If the company does not comply by Friday, Hegseth has threatened to not only cancel Anthropic’s existing $200 million contract with his department, but to have the company labelled a “supply chain risk,” meaning that no company doing business with the Department of War would be allowed to use Anthropic’s models. That could eviscerate Anthropic’s growth—just as the company, which is currently valued at $380 billion, has been seeing significant commercial traction and is contemplating an initial public offering as soon as next year.

A Tuesday meeting between Hegseth and Anthropic CEO Dario Amodei in Washington, D.C., failed to resolve the conflict and ended with Hegseth reiterating his ultimatum.

The dispute comes against a backdrop of sometimes overt hostility towards Anthropic from other Trump administration officials. AI czar David Sacks in particular has publicly attacked the company on social media for representing “woke AI” and the “doomer industrial complex.” Sacks has accused the company of engaging in a “sophisticated regulatory capture strategy based on fearmongering.” His argument is basically that Anthropic executives disingenuously warn of extreme risks from AI systems in order to justify regulations on the technology with which only Anthropic and a few other AI companies can easily comply.

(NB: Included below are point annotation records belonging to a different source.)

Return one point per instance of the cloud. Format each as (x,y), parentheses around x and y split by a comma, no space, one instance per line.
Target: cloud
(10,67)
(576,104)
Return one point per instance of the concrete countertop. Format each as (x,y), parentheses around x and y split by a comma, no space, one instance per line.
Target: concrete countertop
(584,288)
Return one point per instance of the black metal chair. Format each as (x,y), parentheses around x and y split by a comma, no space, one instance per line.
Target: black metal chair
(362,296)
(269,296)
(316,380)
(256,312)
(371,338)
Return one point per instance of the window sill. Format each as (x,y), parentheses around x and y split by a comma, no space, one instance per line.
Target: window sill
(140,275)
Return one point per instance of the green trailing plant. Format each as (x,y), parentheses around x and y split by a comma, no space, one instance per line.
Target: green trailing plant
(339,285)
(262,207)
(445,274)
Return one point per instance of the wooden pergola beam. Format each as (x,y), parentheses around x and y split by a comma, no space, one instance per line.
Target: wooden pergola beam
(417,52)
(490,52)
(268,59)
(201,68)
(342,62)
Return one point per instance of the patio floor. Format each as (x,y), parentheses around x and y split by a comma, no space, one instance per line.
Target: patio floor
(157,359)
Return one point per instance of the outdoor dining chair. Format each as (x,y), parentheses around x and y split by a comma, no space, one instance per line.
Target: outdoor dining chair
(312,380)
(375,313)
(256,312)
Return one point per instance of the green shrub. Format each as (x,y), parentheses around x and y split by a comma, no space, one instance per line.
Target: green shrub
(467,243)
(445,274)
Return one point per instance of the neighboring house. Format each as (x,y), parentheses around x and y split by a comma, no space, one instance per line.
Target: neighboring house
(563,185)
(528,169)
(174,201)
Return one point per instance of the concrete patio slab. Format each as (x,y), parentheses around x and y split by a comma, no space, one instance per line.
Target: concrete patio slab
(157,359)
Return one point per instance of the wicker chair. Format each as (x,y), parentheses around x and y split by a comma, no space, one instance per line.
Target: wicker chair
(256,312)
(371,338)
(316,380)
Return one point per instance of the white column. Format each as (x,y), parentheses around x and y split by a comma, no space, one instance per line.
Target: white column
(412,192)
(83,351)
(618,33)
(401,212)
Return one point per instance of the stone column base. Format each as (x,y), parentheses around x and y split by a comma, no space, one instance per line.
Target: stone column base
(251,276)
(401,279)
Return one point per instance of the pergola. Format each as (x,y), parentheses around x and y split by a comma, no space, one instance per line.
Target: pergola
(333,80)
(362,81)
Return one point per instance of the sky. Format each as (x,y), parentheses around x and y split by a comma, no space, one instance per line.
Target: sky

Anthropic CEO Dario Amodei has called such views “inaccurate” and insisted that the company shares many policy goals with the Trump administration, including wanting to see the U.S. remain at the forefront of the development of AI technology.

Nonetheless, Sacks and others within the administration may be hoping Hegseth makes good on his threats to blacklist Anthropic from the national security supply chain.

Other AI companies, such as OpenAI and Google, have apparently not imposed restrictions on how the U.S. military uses their tech.

Principles versus pragmatism

Working with the military has been controversial among some technology workers. In 2018, Google faced a vocal staff rebellion over its decision to help the Pentagon with “Project Maven,” an effort to use AI to analyze aerial surveillance imagery. The employee revolt forced Google to pull out of a bid to renew its contract to work on the project. But in the years since, the internet giant has quietly renewed its ties with the defense establishment, and in December, the Department of War announced it would deploy Google’s Gemini AI models for a number of use cases.

Owen Daniels, associate director of analysis at the Center for Security and Emerging Technology (CSET) at Georgetown University, told the Associated Press that “Anthropic’s peers, including Meta, Google and xAI, have been willing to comply with the department’s policy on using models for all lawful applications. So the company’s bargaining power here is limited, and it risks losing influence in the department’s push to adopt AI.”

But principles may be an unusually powerful motivator for Anthropic employees. The company was founded by a group of researchers who broke away from OpenAI in part because they were concerned that lab was allowing commercial pressures to divert it from its original mission of ensuring powerful AI is developed for humanity’s benefit. And more recently, Anthropic staked out principled positions on not incorporating advertising into its Claude products and not developing chatbots specifically designed to be romantic or erotic companions.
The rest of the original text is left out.